Kaziah has been awarded the Sword of Loyola, which is symbolic of the Ignatian vision of service and has been selected as Saint Louis University’s highest honor for individual achievement. The Sword of Ignatius Loyola Award is given to those who have given of themselves to humankind for the greater glory of God.

Previous recipients of the award include U.S. President Harry S. Truman, entertainer Bob Hope, oceanographer Jacques Cousteau, dancer-choreographer Katherine Dunham, Olympic champion Jackie Joyner Kersee, and more.

A television reporter asked, “What does it mean to receive this award?”

“It’s a beautiful thing to be appreciated, but I don’t care. I just feel a need to do what I do.”

It is said, Kaziah was the most reluctant person they ever considered for the award.

Kaziah’s assistant, Kenna, wrote me:

Kaziah is an amazing woman! I have known Kaziah for going on twelve years now! I live on a farm with my eighty-one-year-old dad and my two children. We are located about 400 yards northeast of Kaziah’s small, log cabin. Project Compassion headquarters is located in the basement of her small art studio/one bed room/office home. That way Project Compassion’s electricity, rental space, etc. can be paid by Kaziah, so that money is saved for what we need it for: MATERIALS! Frames! Etc. Although I have only been with PC for two years, it has been the most gratifying position I have ever held.

Through the years I have known Kaziah—as she bought this little piece of land and lived in a “Tuff Shed” for a while until she could build her own little home. When she moved to this area, she introduced herself to my father. He was living in our old farm home alone and she made arrangements with my dad: she would cook breakfast and dinner for him (clean up after) then, clean my dad’s house for a few hours a day. In return, she would have a room downstairs where she could shower and change her clothes!

About the time Kaziah’s home was completed is when I moved to the farm with my children. And ever since, Kaziah’s and I have been wonderful friends. My father drove a school bus for twenty-four years while he was gone on bus/school trips. I would lamb the sheep and calf the cows! Kaziah, being a goat farmer herself, came to help me when I needed it. One cold winter night, seven of my sheep had their lambs. I was out in the dark, in the blizzard, trying to gather them all up and get them in the barn, to feed and water the mothers and get the newborn lambs warm and up to eat! Kaziah came over without hesitation and helped! Thanks for all!

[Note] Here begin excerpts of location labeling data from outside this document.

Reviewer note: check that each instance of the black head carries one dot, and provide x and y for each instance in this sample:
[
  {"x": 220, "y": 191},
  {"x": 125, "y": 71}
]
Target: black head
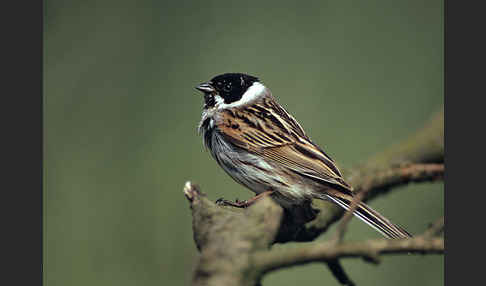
[{"x": 230, "y": 86}]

Project Compassion is a nonprofit and survives solely on donations in order to continue the project. Some links are provided here for information regarding Project Compassion and the Hero Paintings Gallery. Information is provided on the website for donations should you desire to help this project.

A mother’s fear is that her son or daughter will be forgotten. Kaziah makes sure they live on for the parents.